A Hundred Years After the Armistice . . . .

A Hundred Years After the Armistice . . . .

Postby Oscar » Sat Nov 10, 2018 8:37 am

A Hundred Years After the Armistice

[ https://www.newyorker.com/magazine/2018 ... ab9_ePlu9c ]

If you think the First World War began senselessly, consider how it ended.

By Adam Hochschild November 5, 2018 Issue

(PHOTO: A hundred years after the Armistice, we have yet to reckon with its true legacy. Photograph from AKG Images )

EXCERPT:

Traditionally, the Treaty of Versailles, signed in June of 1919, has been blamed for the war’s disastrous aftereffects. Schoolbooks tell us that Germany was humiliated: forced to give up territory, pay huge reparations, and admit guilt for starting the war. Hitler did indeed thunder a great deal about Versailles. But, two years after the treaty was signed, the amount of reparations was significantly but quietly reduced. The territory that Germany lost contained only about ten per cent of its people, many of whom were not ethnic Germans. Despite its flaws, the treaty was far less harsh than many imposed on other nations that had been defeated in war. The problem was something else: when the war came to an end, at the eleventh hour of the eleventh day of the eleventh month of 1918, few Germans considered themselves defeated. The resentment that led to a new cataclysm two decades later was really forged by the Armistice.

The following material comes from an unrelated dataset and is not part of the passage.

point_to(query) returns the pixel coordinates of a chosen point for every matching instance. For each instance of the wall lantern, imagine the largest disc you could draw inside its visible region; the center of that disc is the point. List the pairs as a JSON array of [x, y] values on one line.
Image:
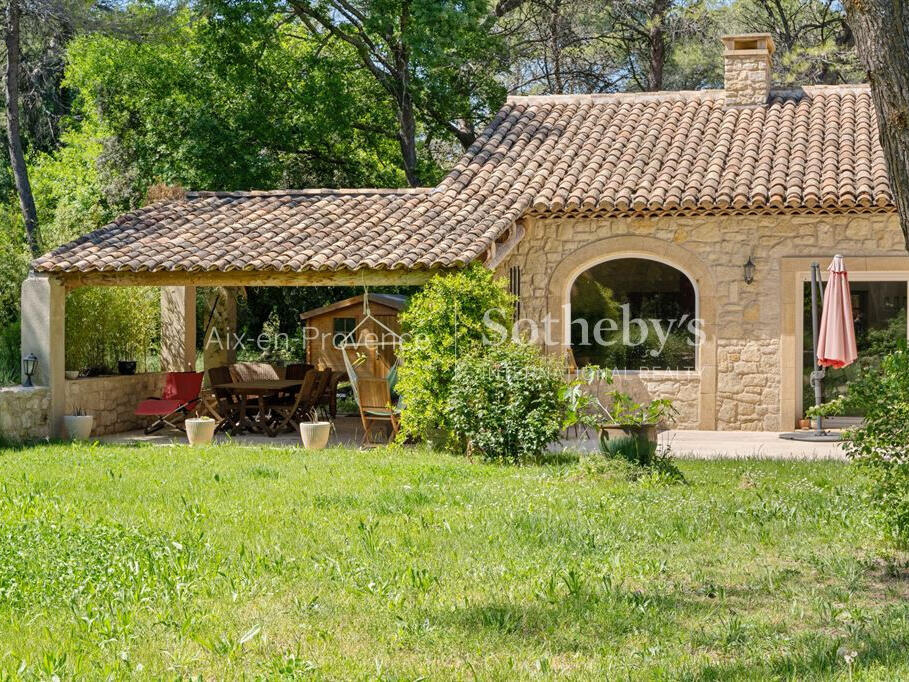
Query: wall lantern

To begin with, the Armistice was not an armistice; the Allies, in effect, demanded—and received—a surrender. Yet German civilians had no idea their vaunted military was starting to crumble. Their ignorance was a fateful result of unrelenting propaganda. This was the first war in which both sides invested huge resources in whipping up patriotic fervor with posters, films, pamphlets, postcards, plays, children’s books, and more. The German military controlled press censorship, keeping all word of mass desertions, for instance, out of the papers. As the tide turned against Germany, in the second half of 1918, the country’s propaganda for home consumption fully parted ways with reality, remaining relentlessly triumphal to the last. The apparent German retreat? A mere temporary setback. Even a few weeks before the Armistice, the country’s newspapers were still running stories about an imminent final victory.